European meals, in addition to introducing our kids to new foods, are also an amazing way to teach kids patience! It’s not unusual for us to have two-hour or even three-hour lunches and dinners. Sometimes there’s a beach or park nearby to play between courses or when we’re waiting for the check, but most of the time the kids sit with us and make conversation and occupy themselves. The same is true with train rides and flights. Travel’s not instantaneous! That’s part of the fun. We don’t want to raise kids who require immediate gratification, or who can’t be patient working with others in school.
Growing up I had a lot of independence. I walked to and from elementary school and to the resort hotel half a mile away. I had a lot of friends within walking distance as well. My kids have a different reality, given that where we live there’s nothing within easy walking distance. So travel is their chance to explore and to make their own decisions. It’s easy to trust them at resorts and on cruises, but if we’re in a small village somewhere, or even in a mid-sized city like Florence, and the kids more or less know their way around, we’ll let them head out without us. It’s a great chance for them to make their own decisions and to learn to navigate. They’re only at home another few years before they head off to college. Through our travels we’re expecting them, at that point, to be 100% confident that they can navigate a campus, a town, an international airport or a European train station.

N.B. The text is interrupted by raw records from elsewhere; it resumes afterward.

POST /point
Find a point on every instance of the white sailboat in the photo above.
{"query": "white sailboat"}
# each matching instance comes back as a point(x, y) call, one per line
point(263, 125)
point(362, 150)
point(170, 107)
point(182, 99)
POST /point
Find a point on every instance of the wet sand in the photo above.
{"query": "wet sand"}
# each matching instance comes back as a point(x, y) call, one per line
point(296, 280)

World View and Respect for Others
This is an amazing planet, and an incredibly diverse one. We want our kids to meet as many people as possible, and to see the beauty in other cultures, but we also want them to see how people live and what problems they face. At some point in my kids’ lives, and possibly many times in their lives, they will face a choice between doing what’s right and doing what’s profitable. They’ll be able to make decisions that can help people. And hopefully their trips through the slums of Mumbai, and the conversations with African goat herders, and their encounters with Filipino kids on the playground in Hong Kong will shape those decisions.
Feeding their Passions
My kids have all discovered things that they love, and are legitimately talented at, through travel. A passion for playing soccer, and an obsession with European soccer? It started with the Sweden/Norway game we attended when traveling through Oslo several years ago. A serious talent for sketching? It began with a drawing workshop at the British Museum in London. A love of beaches and water, and a talent for swimming? That’s developed over many trips to Hawaii, Greece, Costa Rica and the South Pacific. And on the other side, my youngest daughter loves animals, so we try to either travel to destinations with a high likelihood of animal encounters, like the Galapagos, Kenya and Australia, or we add animal-centered activities to other trips. I’d be very surprised if her eventual career isn’t centered around animals!
I’d love feedback! What benefits have you seen from traveling with your kids? Have your kids had experiences that were literally life-changing?